Thanks Lols - I get the ladder thing but think it’s a fob off tactic. If the cancer cells went sequntially through the nodes only people with all nodes affected would see any spread and we know that is not the case! Nice to hear from a professional on the matter
Going out for lunch today with hubby - Indian tapas - yum!! (sqeezing one in before the taste buds go next week!)
Takle care Angels, Pauline xx
Angie / Judy - I was writing my last post when you were ‘talking’ - hope I dont sound negative, i’m absolutely not and clearly judy, chemo is doing a great job on your tumour as I’m sure it is with all of us. Unfortunately the reality is that this horrid cancer does spread albeit in the minority of cases xx
Pauline
my thoughts exactly, yes it is a wee bit negative if you’ve got a lot of dodgy nodes but unfortunately its true.
For me, especially with the lymph node involvement, well it just freaks me out if i think too much about it, which is why i think they should have a good look round after the treatment has done, to check if its worked, instead of allowing it to start up again to a detectable size.
quite right too, when my surgeon said that it ‘was gone’ i thought it was a little bit optimistic, because if it were gone, why all the other treatments. i think sometimes its just a bit of a morale boosting conversation, which i never believed anyway, and should they even be allowed to say that to people.
i think once you enter the world of this disease, you dont leave, its with you all the time, always watching and waiting. my aunt had all this, lymph nodes under arm, then later in her neck and a bit more over 20 years ago, she could be one of us no problem, its still so fresh and a part of her life. she’s fine by the way, keeps ringing me with advice.
i hope that doesnt sound too negative either, but it is a reality we’re coming up to now as we get to the last doses, what next? years of watching out for bits to show up me thinks.
angie xx
Hi all
just been reading your conversation so thought I’d add in. I see onc every cycle. I didn’t have any nodes affected, which was great until they told me there was vascular invasion. It doesn’t have to spread through the lymph nodes, it can spread through your vascular (blood) system- hence chemo for me.
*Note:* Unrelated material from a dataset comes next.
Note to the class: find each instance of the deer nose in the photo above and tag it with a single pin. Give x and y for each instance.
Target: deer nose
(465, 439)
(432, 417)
I wasn’t initially offered any scans. The chemo is adjuvant therapy for me- this means it is aimed at mopping up any possible cells- but this is purely to increase my statistical chance of it not coming back. So Angie what I would ask onc, and have, is for him/her to go through the computer programme they use to decide your individual prognosis- that is, to be blunt, your chance of survival. It’s a %- so without chemo my chance of still being here in 10 years was 70%, and with chemo my chance is 82%. There’s no way of knowing if I’m going to be in the lucky 82% or the unlucky 18%- even if you have all the scans and they’re all clear, they still can’t tell you. I suppose that’s the next thing for research- being able to identify the people it comes back for.
Hope that didn’t sound too depressing? For me , I like to know these things!
In the end I had a bone scan, because my hip was aching, and I told onc I was worrying about it. I thought I’d have to fight for it, but he just sent me straight away and getting clear results was a boost, but I don’t think they’re always conclusive- which is why they don’t always help.
I’ve got a friend who has lived with breast cancer for years and she said the best thing to do was try to get on a trial or research project because then you get scanned /monitored all the time!
Mel xx
so i have to be careful what i’m doing or i look like a 2year old with the snots!
the light at the end of my very long tunnel.